In 2026, she is approximately seventy to seventy-five years old. She is married to George Sublett. She built a career at the Electric Power Research Institute. She was the first person to say yes to a young man from Berkeley who had no degree and no visible future, and she was the first person to leave before that future arrived.That is a complete life. She does not appear to need anyone to annotate it.
Also More: Sonia Barragan Perez
FAQs
Q1: Who is Adda Quinn?
Adda Quinn is an American businesswoman born in the early to mid-1950s who is primarily known as the first wife of Larry Ellison, co-founder and former CEO of Oracle Corporation. They married in 1967 and divorced in 1974 before Oracle was founded and before Ellison became one of the wealthiest people in history. She later built a professional career as a business manager at the Electric Power Research Institute (EPRI) and married George Sublett.
Q2: How did Adda Quinn meet Larry Ellison?
They met at a Berkeley work organization in 1967. Both were in their early twenties at the time. Ellison had recently dropped out of two universities and had no established career. Adda described him, in one of her few attributed public statements, as the most magnetic man she had ever encountered.
Q3: When did Adda Quinn and Larry Ellison get married?
They married in 1967. They lived initially in a one-room apartment before purchasing a house in Oakland, California in 1970. They divorced in 1974 after approximately seven years together.
Q4: Why did Adda Quinn and Larry Ellison divorce?
No public explanation has been provided by either party. Neither Adda Quinn nor Larry Ellison has publicly detailed the reasons for their separation in any interview or written account. The divorce was finalized in 1974.
Q5: Did Adda Quinn receive any of Larry Ellison’s Oracle wealth?

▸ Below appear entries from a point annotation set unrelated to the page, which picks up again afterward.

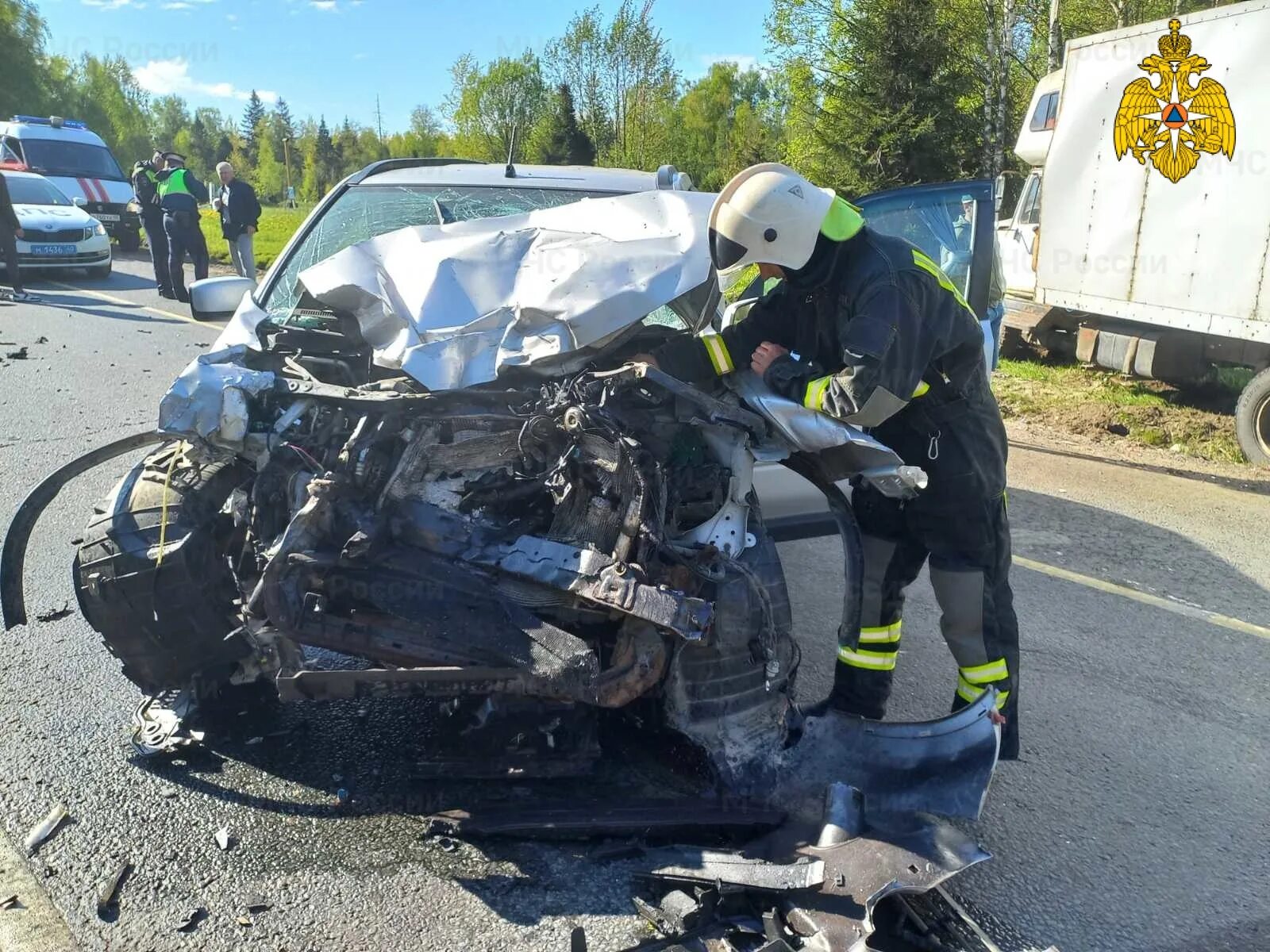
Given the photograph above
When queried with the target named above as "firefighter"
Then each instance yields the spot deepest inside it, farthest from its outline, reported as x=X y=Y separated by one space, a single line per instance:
x=865 y=328
x=145 y=188
x=179 y=194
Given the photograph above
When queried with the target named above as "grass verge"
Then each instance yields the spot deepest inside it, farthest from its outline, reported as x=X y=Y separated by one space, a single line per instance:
x=277 y=226
x=1197 y=422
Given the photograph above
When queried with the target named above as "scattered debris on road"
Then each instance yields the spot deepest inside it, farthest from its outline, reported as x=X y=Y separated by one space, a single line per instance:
x=190 y=920
x=44 y=829
x=108 y=899
x=258 y=904
x=55 y=613
x=159 y=729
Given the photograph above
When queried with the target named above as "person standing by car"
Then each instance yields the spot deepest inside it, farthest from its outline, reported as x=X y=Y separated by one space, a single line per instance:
x=145 y=188
x=10 y=230
x=868 y=329
x=179 y=194
x=241 y=215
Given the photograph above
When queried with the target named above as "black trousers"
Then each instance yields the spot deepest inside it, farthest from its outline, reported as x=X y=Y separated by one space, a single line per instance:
x=968 y=546
x=156 y=238
x=184 y=235
x=10 y=249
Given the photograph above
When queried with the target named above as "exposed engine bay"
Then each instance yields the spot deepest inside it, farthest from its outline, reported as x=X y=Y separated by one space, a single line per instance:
x=581 y=541
x=343 y=508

Oracle Corporation was co-founded in 1977 three years after the divorce was finalized. Adda Quinn had no legal claim to wealth generated by a company that did not exist during their marriage. Her financial details have not been publicly disclosed.
Final Words
Adda Quinn remains a largely private figure in public records, known mainly for her early marriage to Larry Ellison before his rise as co-founder of Oracle Corporation. Their relationship took place in the late 1960s and early 1970s, a period long before Ellison’s global business success. After their divorce in 1974, she stepped away from any association with his growing public profile and chose to build a separate life outside the spotlight. Unlike many individuals connected to high-profile figures, she did not remain in media attention or participate in public storytelling about her past.

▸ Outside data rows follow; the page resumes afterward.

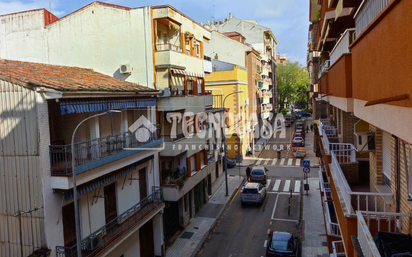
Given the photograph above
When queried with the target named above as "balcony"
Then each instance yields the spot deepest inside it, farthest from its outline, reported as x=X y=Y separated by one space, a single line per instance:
x=344 y=171
x=118 y=229
x=207 y=64
x=323 y=68
x=342 y=46
x=338 y=249
x=174 y=189
x=375 y=222
x=367 y=12
x=96 y=152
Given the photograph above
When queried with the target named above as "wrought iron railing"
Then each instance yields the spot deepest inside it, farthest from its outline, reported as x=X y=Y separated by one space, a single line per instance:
x=367 y=12
x=108 y=235
x=168 y=47
x=95 y=149
x=365 y=237
x=338 y=249
x=170 y=138
x=354 y=201
x=323 y=68
x=342 y=46
x=217 y=101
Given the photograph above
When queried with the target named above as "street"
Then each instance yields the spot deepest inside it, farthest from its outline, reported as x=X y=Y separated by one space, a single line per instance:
x=242 y=231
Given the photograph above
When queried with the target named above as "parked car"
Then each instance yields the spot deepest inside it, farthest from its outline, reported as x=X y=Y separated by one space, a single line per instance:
x=230 y=163
x=253 y=193
x=298 y=139
x=258 y=174
x=282 y=244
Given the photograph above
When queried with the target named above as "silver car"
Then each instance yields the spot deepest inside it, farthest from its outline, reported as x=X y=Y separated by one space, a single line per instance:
x=253 y=193
x=258 y=174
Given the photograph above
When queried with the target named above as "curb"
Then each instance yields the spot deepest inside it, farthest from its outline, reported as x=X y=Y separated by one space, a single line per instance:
x=201 y=242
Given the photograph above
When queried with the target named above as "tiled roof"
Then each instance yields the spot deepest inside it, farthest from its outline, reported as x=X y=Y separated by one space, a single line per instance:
x=64 y=78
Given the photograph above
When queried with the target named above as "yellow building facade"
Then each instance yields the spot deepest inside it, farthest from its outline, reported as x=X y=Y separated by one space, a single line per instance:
x=226 y=80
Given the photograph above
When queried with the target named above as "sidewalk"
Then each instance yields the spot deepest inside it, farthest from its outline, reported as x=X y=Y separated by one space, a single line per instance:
x=314 y=241
x=189 y=243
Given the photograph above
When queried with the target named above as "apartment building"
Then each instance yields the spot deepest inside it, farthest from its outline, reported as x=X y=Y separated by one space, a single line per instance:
x=115 y=160
x=231 y=80
x=231 y=47
x=260 y=38
x=158 y=47
x=365 y=115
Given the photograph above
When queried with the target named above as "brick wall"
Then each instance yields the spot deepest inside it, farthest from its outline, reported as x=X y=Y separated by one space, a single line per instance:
x=351 y=172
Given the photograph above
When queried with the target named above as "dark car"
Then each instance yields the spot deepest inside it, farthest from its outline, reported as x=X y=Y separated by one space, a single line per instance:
x=230 y=163
x=253 y=193
x=282 y=244
x=258 y=174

Following her separation from Ellison, Adda Quinn is believed to have continued a quiet professional and personal life, including work in business management and later marriage outside the tech industry. Her story is often mentioned only in connection with early Silicon Valley history, but she herself maintained complete privacy and avoided public platforms or interviews. Because of this, she is remembered less as a public personality and more as a small but interesting early chapter in the life story of one of the world’s most influential technology entrepreneurs.